【逃げ上手の若君】南北朝時代の武将・北条時行の謎の前半生とは?時行の幼名は?
集英社の『週刊少年ジャンプ』に連載されている漫画「逃げ上手の若君」が2024年7月6日から、アニメとして放送されます。「逃げ上手の若君」の主人公は南北朝時代の武将・北条時行です。北条義時やその子・泰時、蒙古襲来を撃退した時宗なら知っているという人も多いでしょう。時行という人名に馴染みのない方もいると思います。そこで、ここでは時行について基礎的なこと、父母や生年・幼名などを先ずは確認してみたいのです。しかし時行に関する史料は少なくその生涯も不明確な点が多いのです。
前述したように、時行は鎌倉時代末から南北朝時代の武将です。その父は、鎌倉幕府の第14代執権を務めた北条高時。母は、高時の側室・新殿と言われています。時行は、大河ドラマ「鎌倉殿の13人」で登場した北条義時や泰時の子孫なのです。時行の生年は不明ですが、鎌倉幕府が滅亡した元弘3年(1333)にはまだ年少でした。
鎌倉時代末から南北朝時代の動乱を描いた軍記物語『太平記』によると時行の幼名は「亀寿」と記されています。
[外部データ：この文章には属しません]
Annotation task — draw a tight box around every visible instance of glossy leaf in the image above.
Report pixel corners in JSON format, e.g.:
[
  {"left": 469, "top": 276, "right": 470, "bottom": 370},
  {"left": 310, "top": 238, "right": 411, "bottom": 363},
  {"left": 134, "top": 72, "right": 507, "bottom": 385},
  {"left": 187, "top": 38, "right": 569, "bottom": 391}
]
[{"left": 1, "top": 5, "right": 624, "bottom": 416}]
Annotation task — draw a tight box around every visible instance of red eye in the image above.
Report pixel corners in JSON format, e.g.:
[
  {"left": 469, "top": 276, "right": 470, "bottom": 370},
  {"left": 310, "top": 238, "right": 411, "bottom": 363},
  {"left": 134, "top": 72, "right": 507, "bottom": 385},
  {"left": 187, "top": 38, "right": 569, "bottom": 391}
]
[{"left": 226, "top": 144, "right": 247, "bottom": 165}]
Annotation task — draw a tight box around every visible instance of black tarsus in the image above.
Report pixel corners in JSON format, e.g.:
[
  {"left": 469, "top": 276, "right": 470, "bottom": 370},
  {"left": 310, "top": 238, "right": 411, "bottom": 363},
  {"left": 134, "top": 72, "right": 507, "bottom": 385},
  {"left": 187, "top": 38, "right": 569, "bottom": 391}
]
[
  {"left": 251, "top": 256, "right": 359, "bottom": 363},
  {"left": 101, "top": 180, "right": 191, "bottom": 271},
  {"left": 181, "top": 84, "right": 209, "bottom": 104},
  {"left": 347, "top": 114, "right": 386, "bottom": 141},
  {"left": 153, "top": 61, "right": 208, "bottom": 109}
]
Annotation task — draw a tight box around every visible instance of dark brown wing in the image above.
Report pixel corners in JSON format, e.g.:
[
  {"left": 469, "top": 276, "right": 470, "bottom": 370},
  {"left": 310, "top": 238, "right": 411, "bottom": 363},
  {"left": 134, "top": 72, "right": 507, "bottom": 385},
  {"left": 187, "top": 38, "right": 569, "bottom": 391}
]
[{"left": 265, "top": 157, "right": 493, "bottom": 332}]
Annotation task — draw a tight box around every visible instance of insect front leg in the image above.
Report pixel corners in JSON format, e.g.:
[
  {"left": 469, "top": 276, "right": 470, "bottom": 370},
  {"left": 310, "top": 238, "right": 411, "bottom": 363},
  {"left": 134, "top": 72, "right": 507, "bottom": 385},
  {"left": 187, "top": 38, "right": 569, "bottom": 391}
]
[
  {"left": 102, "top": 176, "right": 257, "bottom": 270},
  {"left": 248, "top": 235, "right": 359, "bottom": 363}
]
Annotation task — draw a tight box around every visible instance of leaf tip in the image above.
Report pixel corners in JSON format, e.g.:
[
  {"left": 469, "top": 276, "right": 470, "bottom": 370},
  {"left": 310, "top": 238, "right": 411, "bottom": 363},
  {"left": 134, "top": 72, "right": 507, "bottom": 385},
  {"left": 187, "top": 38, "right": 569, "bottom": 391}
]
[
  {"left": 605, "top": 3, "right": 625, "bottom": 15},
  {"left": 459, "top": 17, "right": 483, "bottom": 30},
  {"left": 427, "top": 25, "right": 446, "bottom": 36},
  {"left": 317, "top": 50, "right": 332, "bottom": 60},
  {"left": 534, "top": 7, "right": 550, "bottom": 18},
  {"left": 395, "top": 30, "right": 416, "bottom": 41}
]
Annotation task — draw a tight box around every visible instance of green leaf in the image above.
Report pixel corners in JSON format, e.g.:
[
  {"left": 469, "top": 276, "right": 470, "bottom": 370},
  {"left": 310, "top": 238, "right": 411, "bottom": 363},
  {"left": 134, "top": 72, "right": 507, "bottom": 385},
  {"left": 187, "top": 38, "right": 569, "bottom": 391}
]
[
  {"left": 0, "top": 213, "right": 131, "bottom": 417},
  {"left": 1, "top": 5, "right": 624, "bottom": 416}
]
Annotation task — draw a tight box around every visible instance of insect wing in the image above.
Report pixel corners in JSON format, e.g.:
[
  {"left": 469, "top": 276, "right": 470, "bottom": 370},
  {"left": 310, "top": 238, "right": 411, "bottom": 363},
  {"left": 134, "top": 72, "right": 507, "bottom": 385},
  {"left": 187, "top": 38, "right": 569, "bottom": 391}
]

一方、南北朝時代に成立した歴史書『保暦間記』には時行は「高時の息・勝長寿丸」と記載されており、その幼名は「勝長寿丸」だったとします。また『梅松論』(南北朝時代成立の軍記物)には「高時の次男・勝寿丸」と記載されています。『太平記』の「亀寿」だけが、他書の「勝長寿丸」「勝寿丸」と比べて特殊です。
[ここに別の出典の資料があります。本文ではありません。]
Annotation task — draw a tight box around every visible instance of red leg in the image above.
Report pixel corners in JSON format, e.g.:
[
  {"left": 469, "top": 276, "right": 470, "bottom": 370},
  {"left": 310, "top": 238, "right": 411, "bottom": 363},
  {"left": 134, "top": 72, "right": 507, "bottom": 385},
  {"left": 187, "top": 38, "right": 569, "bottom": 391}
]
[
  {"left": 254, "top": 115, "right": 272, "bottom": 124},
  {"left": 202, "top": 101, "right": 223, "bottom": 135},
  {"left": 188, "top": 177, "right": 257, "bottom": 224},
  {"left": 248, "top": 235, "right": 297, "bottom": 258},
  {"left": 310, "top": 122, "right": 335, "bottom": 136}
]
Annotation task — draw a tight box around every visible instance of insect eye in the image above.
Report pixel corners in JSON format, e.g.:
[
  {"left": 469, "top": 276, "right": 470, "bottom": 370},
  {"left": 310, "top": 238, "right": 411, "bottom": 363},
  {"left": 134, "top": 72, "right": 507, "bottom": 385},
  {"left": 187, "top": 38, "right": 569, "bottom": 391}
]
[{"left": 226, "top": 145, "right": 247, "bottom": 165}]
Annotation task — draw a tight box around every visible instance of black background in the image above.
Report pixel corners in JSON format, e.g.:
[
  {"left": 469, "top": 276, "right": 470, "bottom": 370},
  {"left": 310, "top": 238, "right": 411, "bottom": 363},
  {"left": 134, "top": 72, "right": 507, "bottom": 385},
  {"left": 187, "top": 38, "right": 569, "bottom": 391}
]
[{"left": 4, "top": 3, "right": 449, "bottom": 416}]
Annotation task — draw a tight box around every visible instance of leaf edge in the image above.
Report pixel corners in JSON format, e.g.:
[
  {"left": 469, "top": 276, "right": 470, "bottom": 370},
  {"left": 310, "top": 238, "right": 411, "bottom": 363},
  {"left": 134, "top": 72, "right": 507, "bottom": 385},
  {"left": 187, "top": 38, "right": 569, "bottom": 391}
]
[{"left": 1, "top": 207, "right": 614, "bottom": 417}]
史料によって異なる時行の幼名ですが、時行の父・高時の幼名は「成寿(丸)」、高時の父・貞時の幼名は「幸寿(丸)」、貞時の父・時宗の幼名は「正寿(丸)」でした。父祖の幼名に「寿」という縁起の良い文字が付けられていることが分かります。よって時行の幼名に「寿」の文字が付けられていたことは確かだと思います。父祖の幼名と(文字数なども考慮して)比較するに時行の幼名は「勝寿(丸)」だったのではと筆者は推測します。縁起の良い幼名を付けられた時行ですが、その年少期は激変する時世に巻き込まれ、悲劇に見舞われることになるのです。